Premier John Horgan was adamant on Monday that the agreement between the province, federal government and Wet’suwet’en First Nation over Aboriginal rights and title won’t affect the $6.6-billion Coastal GasLink project.
The two levels of government and the Wet’suwet’en reached a draft arrangement over the weekend on “an expedited process to implement Wet’suwet’en rights and title,” according to a joint statement, although the dispute over the project that sparked the discussions wasn’t part of the deal.
“With respect to the Coastal GasLink pipeline, the LNG Canada completion plant in Kitimat — all of those issues are fully permitted and fully underway,” Horgan said during question period in the legislature.
Horgan said that the construction project employs “thousands of British Columbians, Indigenous and non-Indigenous, and it’s going to be a net benefit for all of B.C. when it’s completed.”
However, what the draft agreement achieved gets at aspects of the Delgamuukw-Gisday’wa Supreme Court of Canada decision that have remained unresolved since 1997, Horgan said. Issues involving that agreement formed part of the underlying dispute over the Coastal GasLink project.
“All parties found a pause opportunity so that the discussions could take place,” Horgan said, and arrived at another element in the “path forward” with respect to recognizing Aboriginal rights and title.
Outside the legislature, Indigenous Relations and Reconciliation Minister Scott Fraser said that the pipeline is “an issue that we agree to disagree on, at this point.”
“The press forward is to deal with the rights and title of the Wet’suwet’en people, a unity of the Wet’suwet’en people in [their] governance structure, and all of these things are outstanding and have been for 23 years,” Fraser said.
Details of the draft arrangement were not released and will stay with the Wet’suwet’en as they seek to ratify the deal through their traditional feast process, which is expected to take up to two weeks.
As it is ratified, one Wet’suwet’en leader wants to make sure that the arrangement, which was negotiated between Fraser, federal Crown-Indigenous Relations Minister Carolyn Bennett and the First Nation’s hereditary chiefs, includes the voice of their elected leadership.
Wet’suwet’en communities remain divided over the project, with one side welcoming the jobs and training opportunities the Coastal GasLink project is bringing as economic reconciliation, while the other side objects over environmental concerns.

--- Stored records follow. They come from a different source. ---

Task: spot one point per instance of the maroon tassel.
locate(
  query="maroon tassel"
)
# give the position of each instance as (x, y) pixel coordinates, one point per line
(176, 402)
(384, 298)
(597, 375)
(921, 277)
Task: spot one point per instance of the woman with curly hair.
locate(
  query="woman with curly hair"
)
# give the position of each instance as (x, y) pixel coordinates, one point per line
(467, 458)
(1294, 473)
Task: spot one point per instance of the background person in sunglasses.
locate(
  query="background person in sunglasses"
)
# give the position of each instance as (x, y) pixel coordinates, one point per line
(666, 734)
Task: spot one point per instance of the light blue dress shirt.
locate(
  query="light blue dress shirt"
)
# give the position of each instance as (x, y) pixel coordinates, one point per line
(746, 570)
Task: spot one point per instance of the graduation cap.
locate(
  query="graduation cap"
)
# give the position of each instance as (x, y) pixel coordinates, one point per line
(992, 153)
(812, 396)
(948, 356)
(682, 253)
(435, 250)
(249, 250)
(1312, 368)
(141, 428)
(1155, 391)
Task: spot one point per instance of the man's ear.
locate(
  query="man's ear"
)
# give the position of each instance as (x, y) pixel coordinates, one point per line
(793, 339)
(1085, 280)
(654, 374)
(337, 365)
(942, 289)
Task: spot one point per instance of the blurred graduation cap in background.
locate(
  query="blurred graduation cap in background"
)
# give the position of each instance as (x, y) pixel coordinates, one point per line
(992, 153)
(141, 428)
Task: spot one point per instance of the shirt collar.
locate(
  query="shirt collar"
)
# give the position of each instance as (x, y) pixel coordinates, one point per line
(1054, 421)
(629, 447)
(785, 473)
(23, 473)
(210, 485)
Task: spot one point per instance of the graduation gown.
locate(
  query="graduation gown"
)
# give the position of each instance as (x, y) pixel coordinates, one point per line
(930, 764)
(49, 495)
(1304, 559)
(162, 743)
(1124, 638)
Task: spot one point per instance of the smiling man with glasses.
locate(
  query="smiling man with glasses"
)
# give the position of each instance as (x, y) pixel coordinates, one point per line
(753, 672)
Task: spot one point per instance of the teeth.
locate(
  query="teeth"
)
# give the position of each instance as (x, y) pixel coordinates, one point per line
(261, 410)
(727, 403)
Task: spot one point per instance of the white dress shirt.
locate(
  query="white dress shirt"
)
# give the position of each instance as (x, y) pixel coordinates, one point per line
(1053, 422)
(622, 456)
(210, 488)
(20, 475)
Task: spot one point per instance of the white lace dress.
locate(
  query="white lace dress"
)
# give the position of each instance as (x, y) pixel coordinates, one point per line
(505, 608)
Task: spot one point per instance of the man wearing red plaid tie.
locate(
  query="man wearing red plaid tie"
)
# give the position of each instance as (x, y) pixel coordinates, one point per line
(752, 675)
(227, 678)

“I think that the hereditary must acknowledge the elected system,” said Karen Ogen-Toews, CEO of the First Nations LNG Alliance and an elected councillor with the Wet’suwet’en First Nation, one of the five of six Wet’suwet’en band councils that signed impact benefit agreements in support of the Coastal GasLink project.
Ogen-Toews said other B.C. First Nations have created governance structures that include both hereditary leadership and elected councils, which she hopes will be developed with the Wet’suwet’en.
“Yes, the elected councils are under a colonial construct that has been imposed upon us,” Ogen-Toews said. “But today, that’s the only system we have,” and it has been delivering housing, education and other services for Wet’suwet’en people.
“Are [hereditary leaders] prepared to take over the water, sewer, roads, social issues, education?” Ogen-Toews said. “It’s not an easy job, and we get elected to do this, to speak on behalf of our people — not just the land, the people.”